Still Life Self-Portrait. 2022. Acrylic on canvas. 24'' by 20''.
Honorable Mention, $100: iCreate 2024 Competition at the Bruce Museum
My name is Albert Chen; my name is also 陈空 (chén kōng). For many years, while I loved my Chinese heritage—the food, the community, and my family—I felt ashamed of it when I saw it through the eyes of others. This still life celebrates my culture and who I am. The painting richly depicts a combination of Chinese and American objects: black Chinese vinegar, an American cookie jar, persimmons, a Chinese teapot, olive oil, Chinese pears, and other culturally contrasting objects. Each object brings its own balance and character to the piece, reflecting how my Chinese-American identity can exist in a dual harmony.
Battleground. 2024. Charcoal on paper. 24'' by 20''.
Drawn from life at Interlochen Arts Academy Summer Program.
The Heart of My Home: Washing Dishes in the Kitchen Ballroom. 2024. Oil on canvas. 48’’ x 36’’.

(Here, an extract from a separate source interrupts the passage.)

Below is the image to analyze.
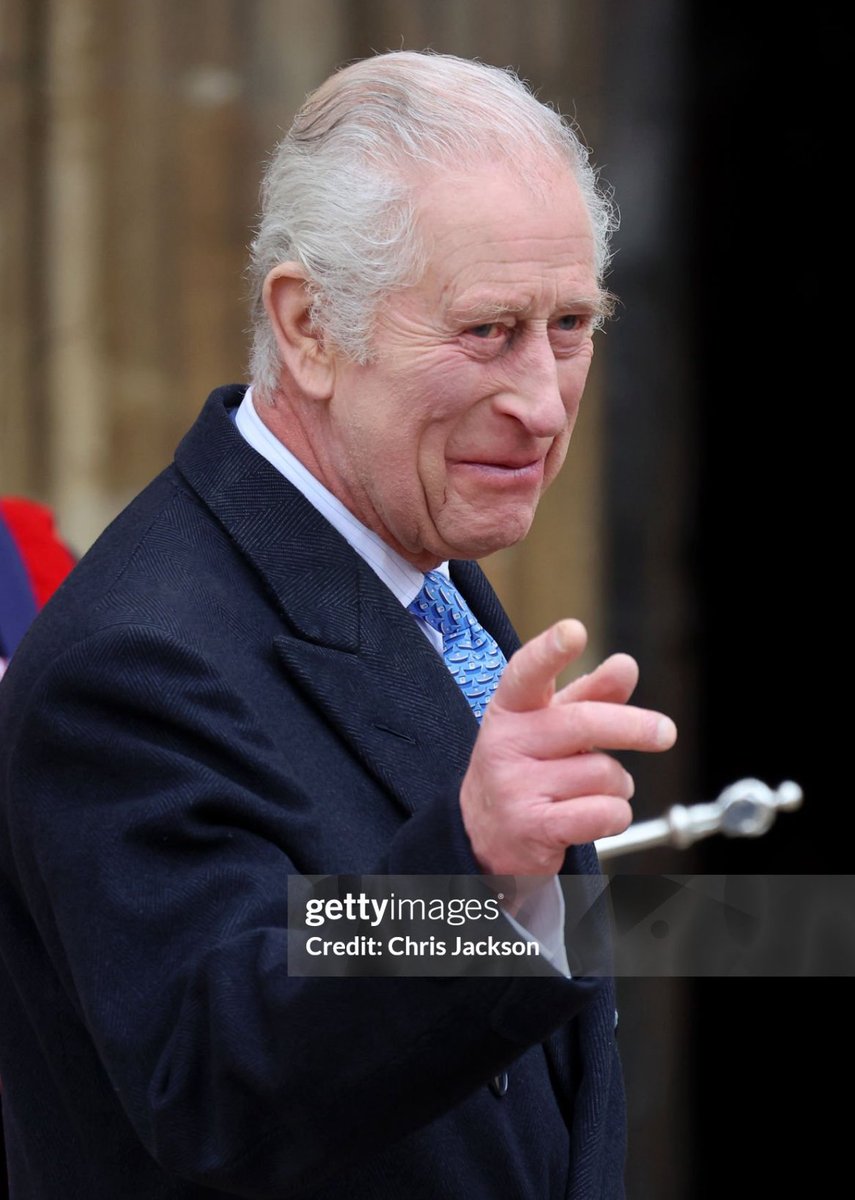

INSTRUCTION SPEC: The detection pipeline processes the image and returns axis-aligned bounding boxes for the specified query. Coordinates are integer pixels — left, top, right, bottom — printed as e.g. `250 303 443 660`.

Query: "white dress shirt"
234 388 570 977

Home has always confused me. Although home has been a source of warmth and love, it has also been the setting of familial tension, self-doubt, and internalized shame. The Heart of My Home: Washing Dishes in the Kitchen Ballroom is my way of reclaiming that confusion—not by escaping it, but by dancing through it. With this piece, I am redefining dishwashing and the emotional cleansing process as not an experience to escape, but to celebrate. The kitchen has become my metaphorical ballroom—a historical space where queer folk, specifically black and Latino folk, celebrated their unique edges through liberated dance. The vibrant colors of the painting reflect my newfound freedom, a dance of self-assuredness; my expressionist, unabashed brush strokes illustrate a liberating choreography. Instead of being confined by my home, my queer and Chinese American identity, the space has become my ballroom. The kitchen is now a dancefloor where I whirl, heal, and nourish myself.